I first heard about a type of viral pneumonia spreading in the Wuhan province of China back in December of 2019. At the time, it was not well understood and unclear if it could spread between people. Obviously, a year later, we know from experience that this novel coronavirus strain does indeed spread person to person, and its consequences have devastated any plans for 2020 we could have made. Back at the vaccination centre the sense of hope I could feel in the room was undeniable. People were full of nervous excitement, their voices hushed.
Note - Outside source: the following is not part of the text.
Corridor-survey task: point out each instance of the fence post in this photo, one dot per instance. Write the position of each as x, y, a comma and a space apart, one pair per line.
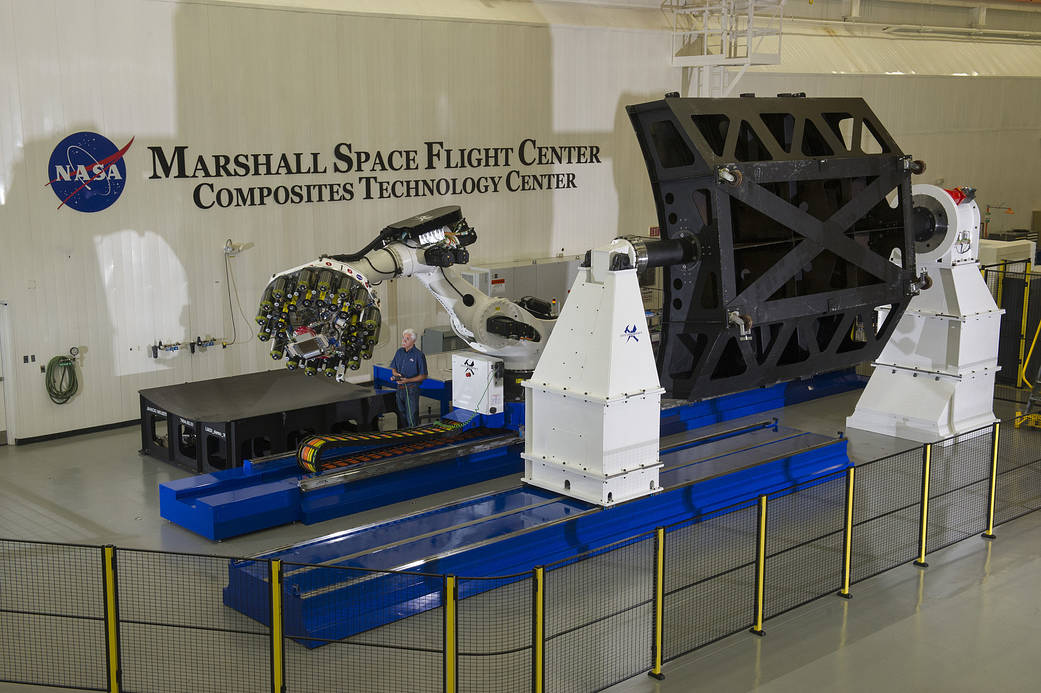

It feels finally like there is a light at the end of a very dark tunnel, one that even just a month ago felt like it was unending. While the vaccine is highly effective, we do not know for how long the protection against COVID-19 lasts. We will still need to wear masks and practice social distancing, even when vaccinated. In addition to this, there is a large segment of the public that do not trust a vaccine developed so quickly. Some are concerned about unknown long-term effects of the vaccine, while others are feeding into conspiracy theories—and many of them exist in every corner of the Internet—about microchips, 5G networks, mind control, etc…
I can certainly appreciate concerns about the safety of the vaccine, and especially the Pfizer-BioNTech vaccine which uses science not previously used in mass vaccinations. It is known as a messenger RNA (mRNA) vaccine. Conventional vaccines are produced using weakened forms of the virus, but mRNAs use only the virus’s genetic code. An mRNA vaccine is injected into the body where it enters cells and tells them to create antigens. These antigens are recognised by the immune system and prepare it to fight coronavirus. The vaccine developed by the University of Oxford and pharmaceutical giant AstraZeneca was approved by the MHRA in December last year. The Oxford jab is not an mRNA vaccine. Instead, it uses a harmless weakened version of a virus that causes the common cold in chimpanzees. I decided I would read as much information as I could about the studies, especially once it became clear that the Pfizer-BioNTech vaccine would be the first one offered. I understand that my choice is just that, my own choice, and that we are adults who face many choices daily. After reading as many articles as I could, discussing with family and colleagues I decided to get the vaccine as soon as it was available to me. It felt like we finally had the first tool in our arsenal to defeat this insidious enemy. And if I need to get a booster shot every year (like the flu shot), then I will, to protect my family, my community, and myself. I encourage everyone to do the same thing I did; research the possible side effects (not including your Facebook friends’ conspiracy theories), research the possible long-term effects of experiencing a COVID-19 infection, and determine which is the right option for you and your loved ones. Make an educated decision when the time is right, and when the vaccine is made available to you.
For me, choosing the vaccine felt like the first step back to the life we used to know. I cannot say if there will come a time in the future that we will not need to wear masks and practise social distancing; but maybe we will see fewer critically ill COVID-19 patients, or even just fewer hospitalised COVID patients overall if the vaccine becomes the popular choice.